Paytm IPO: The IPO of One97 Communications, the parent company of digital payment company Paytm, opened for subscription today on November 8. Under the bidding process, the country’s largest IPO received only 18 per cent applications on the first day. Under this IPO, the company has offered 4.83 crore shares, out of which bids were received for only 88.23 lakh equity shares on the first day. Of the portion reserved for retail investors, about 78 per cent purchases have taken place. On the other hand, bids have been received for only two per cent of the shares in the portion reserved for non-institutional investors. Qualified Institutional Buyers (QIBs) bid for 16.78 lakh shares against 2.63 crore shares reserved for them. In this way it is subscribed only 6 percent. Compared to Paytm, the IPO of Nykaa and Zomato got a strong response from investors on the very first day. Although the size of their IPO was much smaller than that of Paytm.
Experts opinion
Analysts say that Paytm is going to open a large amount of Foreign Direct Investment (FDI) in India. Rajesh Singla, Founder and CEO of PreIPO consulting firm Planify Consultancy, told Financial Express Online, “This is very good for the Indian economy as it is going to set a benchmark for new investments.” Singla said that the world of digital payments has progressed very fast. Such is the effect of digital payments in India that other countries (10-23 countries) will start accepting payments through UPI by next year. This is going to be beneficial for the Indian rupee. He said, “We think Paytm is coming at fair valuation and people who didn’t get Nykaa IPO IPO will apply for Paytm when the money comes in.”
Paytm IPO: Whether or not to invest money in Paytm’s record IPO, this is the opinion of the expert; Check all the details related to the issue here
Paytm IPO: What should investors do?
- Analysts said that despite being one of the early entrants in the digital payments and fintech space, Paytm is facing a tough competition from its other competitors like Google Pay.

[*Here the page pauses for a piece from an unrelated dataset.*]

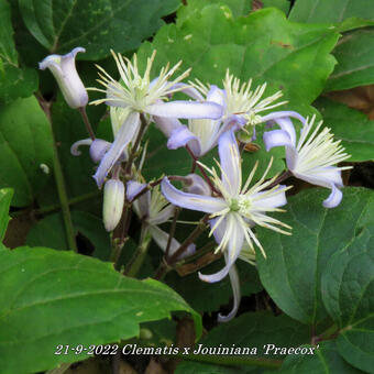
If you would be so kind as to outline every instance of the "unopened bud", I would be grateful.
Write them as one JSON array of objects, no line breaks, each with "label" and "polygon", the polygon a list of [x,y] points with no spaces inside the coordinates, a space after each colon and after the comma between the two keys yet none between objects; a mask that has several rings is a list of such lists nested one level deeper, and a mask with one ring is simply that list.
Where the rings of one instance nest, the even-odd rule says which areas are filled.
[{"label": "unopened bud", "polygon": [[124,186],[119,179],[110,179],[103,187],[102,220],[107,231],[113,231],[122,217]]}]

- Pavitra Shetty, Co-Founder and Trainer, Tips2Trades told Financial Express Online, “From IPO valuation perspective, Paytm’s entry into other verticals like insurance, broking will give better financial results in future but the current valuations are very expensive. Investors should book profits on the listing and wait for at least a fall of around 15-20%.”
- According to Reliance Securities, Paytm’s IPO is valued at 43.7 times FY21 sales and 36.7 times FY22 estimated sales, which is a 12 per cent discount to the recently listed Unicorn Zomato.
- Despite the pandemic, Paytm’s Gross Merchantise Value grew at a CAGR of 33 per cent (Compound Annual Growth Rate) between FY19-21 and its digital payments business grew at a CAGR of 17 per cent in value terms between FY21-26 estimate of. Based on this, Vikas Jain, Senior Research Analyst, Reliance Securities, has advised investors to subscribe to Paytm’s IPO for the long term.
(Article: Surbhi Jain)
(The stock recommendations given in the story are those of the respective research analysts and brokerage firms. Financial Express Online takes no responsibility for the same. Investments in capital markets are subject to risks. Please consult your advisor before investing.)